The band is led by Joshua "Chip" Shomburg, also known as the guy that has filmed every show from Miami to Gainesville in recent memory, and the bassist for local doom band Ether. Shomburg stalked the stage as the band played fuzzy, detuned overtures of chunk. The frontman emptied water bottles over his head. He pretended the mike stand was a shovel. And he excelled at being generally intimidating.

Next came avant-garde metal band Orbweaver, featuring former members of Hate Eternal and Gigan, mixing death metal with completely outlandish sonic twists and spacial musings. Often dissonant and angular, Orbweaver's guitarists and bassist spend as much time manipulating effects pedals as they do assaulting their instruments. The audience was extremely intrigued. Not exactly surprising considering headliner Today Is the Day's penchant for weird soundscapes and oddball structuring.

At one point during the band's set, Orbweaver frontman Randy Piro broke a string on his Gibson Explorer, which briefly halted the group's sputtering maelstrom of noise. But while Piro left the stage to seek out another guitar, Orbweaver's remaining members reacted by jumping into an impromptu cover of Van Halen's "Hot for Teacher," led by lead guitarist Sally Ride.

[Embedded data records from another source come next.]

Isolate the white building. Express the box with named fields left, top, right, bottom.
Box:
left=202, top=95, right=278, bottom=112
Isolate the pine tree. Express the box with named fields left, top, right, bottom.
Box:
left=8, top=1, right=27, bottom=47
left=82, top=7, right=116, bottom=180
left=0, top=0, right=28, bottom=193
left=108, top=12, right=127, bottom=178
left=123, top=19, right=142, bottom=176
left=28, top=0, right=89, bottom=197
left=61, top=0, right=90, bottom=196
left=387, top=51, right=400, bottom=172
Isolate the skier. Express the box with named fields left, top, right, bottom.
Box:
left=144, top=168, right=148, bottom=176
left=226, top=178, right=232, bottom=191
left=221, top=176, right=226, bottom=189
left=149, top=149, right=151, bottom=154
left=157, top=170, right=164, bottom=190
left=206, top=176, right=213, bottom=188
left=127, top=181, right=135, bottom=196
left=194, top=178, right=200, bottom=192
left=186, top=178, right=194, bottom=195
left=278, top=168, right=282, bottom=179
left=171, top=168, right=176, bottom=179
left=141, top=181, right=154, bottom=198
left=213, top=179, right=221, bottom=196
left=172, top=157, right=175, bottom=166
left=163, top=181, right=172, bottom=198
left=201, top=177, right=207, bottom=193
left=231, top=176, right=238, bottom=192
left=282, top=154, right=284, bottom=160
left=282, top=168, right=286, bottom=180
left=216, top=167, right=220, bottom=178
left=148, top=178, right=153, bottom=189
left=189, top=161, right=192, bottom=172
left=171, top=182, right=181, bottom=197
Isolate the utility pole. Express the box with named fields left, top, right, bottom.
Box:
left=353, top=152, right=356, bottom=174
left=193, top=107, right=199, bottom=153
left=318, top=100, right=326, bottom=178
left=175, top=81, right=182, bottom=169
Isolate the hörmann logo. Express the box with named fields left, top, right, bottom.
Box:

After Orbweaver exited, Miami's own Shitstorm proceeded to bulldoze Churchill's crowd. As the band (featuring Torche's rhythm section) let loose its first few volleys of subsonic grindcore, the crowd congregated at the foot of the stage to head-bob and fist-pump. As fans played air-drums to Rick Smith's blast beats, it looked as though the front row was having a communal seizure. Late in Shitstorm's set (toward the six-minute mark to be exact), crowd-surfing and pillar-climbing finally occurred, and all was right in the world of aggressive Miami music. The set was over in under 10 minutes, for the record.

While Shitstorm was playing, a duo from Venezuela named Cardiel was setting up on the patio. The band played to a small crowd of rapt fans, sounding somewhat like the instrumental bits of early Soundgarden mixed with the fuzzier side of Fu Manchu. Vocals, when present, were gravelly shouts. As the young woman on stage beat her drums, other young women in the audience shook their hair and danced around. The group was a surprise addition and made for a nice, less aggressive intermezzo before Today Is the Day finally destroyed the main stage.

Band leader Steve Austin and company stood before the audience as an introduction of evil-sounding classical music played over the pub's speakers. The contrast between classical music and the initial onslaught of metal was staggering. Then Today Is the Day blasted wave after wave of gnarly riffs and hits as the crowd pulsed in approval. Claws were held to the sky, necks were abused, and faces contorted as onlookers sang-along to Austin's ever-changing howls.

Today Is The Day's style is as dynamic as it is violent, and it was easy to see why Austin has been described as "misunderstood": his stage persona was intense, and the unbridled aggression he put into his singing and guitar playing was almost painful to watch. Drummer Curran Reynolds and bassist Ryan Jones followed suit, bolstering the manic frontman in his pursuit of sonic insanity.

The highlight of the group's set came with a period: a fan called out for the song "Death Curse" twice, and was answered by Austin growling "Death Curse" back into the mic. The moment was one of those rare times when a shouted requested was met with acceptance and made for a fine end to the group's set.

Closing out the evening -- as Miami and Broward's favorite noise artists twisted knobs out on the patio -- was the rebooted (for one night only) Maruta. The grind band's set elicited the most movement from the crowd all night. Fans and friends of the mostly defunct local act started a circle pit and lost their shit as Maruta's destructive sounds swept over Churchill's in a crusty cloud of filth.

A triumphant way to end the night, indeed.

Critic's Notebook

Overheard: "Thanks for the Shitstorm" -- Cardiel before playing on the patio

Random Detail: The common ground between Miami's noise scene and grindcore scene is a fine little sonic isthmus leading to the patio.

Personal Bias: Casola's Pizza should open where that Walgreen's on NE Second Avenue is located.